Une fois que j'ai établi que rien dans la chaîne de vérification ne dépendait de cette clé, ma réponse n'a pas été d'ajouter un nettoyage automatique de verrous au démarrage du timer, ni un retry, ni une alerte de supervision dédiée. J'ai supprimé la tâche, et la variable qui la pilotait, du rôle partagé :

- - name: Import Forgejo GPG signing key
- ansible.builtin.command:
- cmd: "gpg --homedir /root/.gnupg --import {{ ansible_pull_forgejo_gpg_key }}"
- changed_when: false

Zéro invocation GPG restante dans le pipeline, donc cette classe de bug ne peut plus se reproduire par ce chemin. J'ai mergé et tagué le correctif (deploy-2026-08-03-fix-gpg-lock) comme n'importe quel autre changement du dépôt : même pipeline de vérification de signature que celui qui protège tout le reste.

Deux bugs sans rapport, trouvés en passant

En balayant tout le parc pour vérifier que le correctif tenait, j'ai fait remonter deux problèmes préexistants, aucun lié au GPG :

Une VM avec un hostname dérivé. L'OS avait pour hostname ca.admin.exemple.internal (le SAN du certificat TLS du service) au lieu de ca.srv.exemple.internal (le hostname SSH attendu par l'inventaire). Conséquence : --limit "$(hostname -f)" ne matchait plus aucun hôte côté Ansible, et le run échouait silencieusement sans jamais toucher au rôle GPG. Le rôle hostname_fqdn était pourtant correct : c'est l'état réel de la VM qui avait dérivé, corrigé via hostnamectl set-hostname + /etc/hosts.

Un token d'API expiré sur une autre VM, sans rapport non plus : ansible-pull échouait sur l'authentification Git avant même d'atteindre le rôle GPG.

Aucun des deux n'aurait été trouvé sans ce balayage systématique déclenché par un bug par ailleurs sans gravité. Un audit motivé par un petit problème finit parfois par exposer des problèmes plus discrets qui traînaient depuis un moment.

Ce que je retiens

Ce n'était pas un bug de logique, c'était du code mort qui payait un loyer en disponibilité. Le genre de tâche ajoutée un jour "pour être sûr", jamais retirée, qui continue de tourner en silence bien après que sa raison d'être a disparu.

Le signal à repérer : une étape de pipeline qui échoue par intermittence, sans rapport apparent avec ce qu'on vient de changer, mérite qu'on se demande d'abord si elle sert encore à quelque chose avant de chercher à la rendre plus robuste. Ajouter un retry ou un nettoyage automatique aurait masqué le symptôme sans jamais retirer la cause.

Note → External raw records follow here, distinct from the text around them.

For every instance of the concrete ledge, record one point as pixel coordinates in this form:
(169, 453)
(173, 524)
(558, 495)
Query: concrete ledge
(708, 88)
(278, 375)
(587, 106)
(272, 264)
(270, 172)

Corollaire pratique pour un parc géré en pull : auditer périodiquement les rôles partagés pour repérer les tâches qui n'ont plus de consommateur, en particulier celles qui touchent à des ressources partagées avec verrouillage (fichiers de lock, sockets, caches). Ce sont elles qui, sans jamais rien casser directement, finissent par accumuler ce genre de dette silencieuse.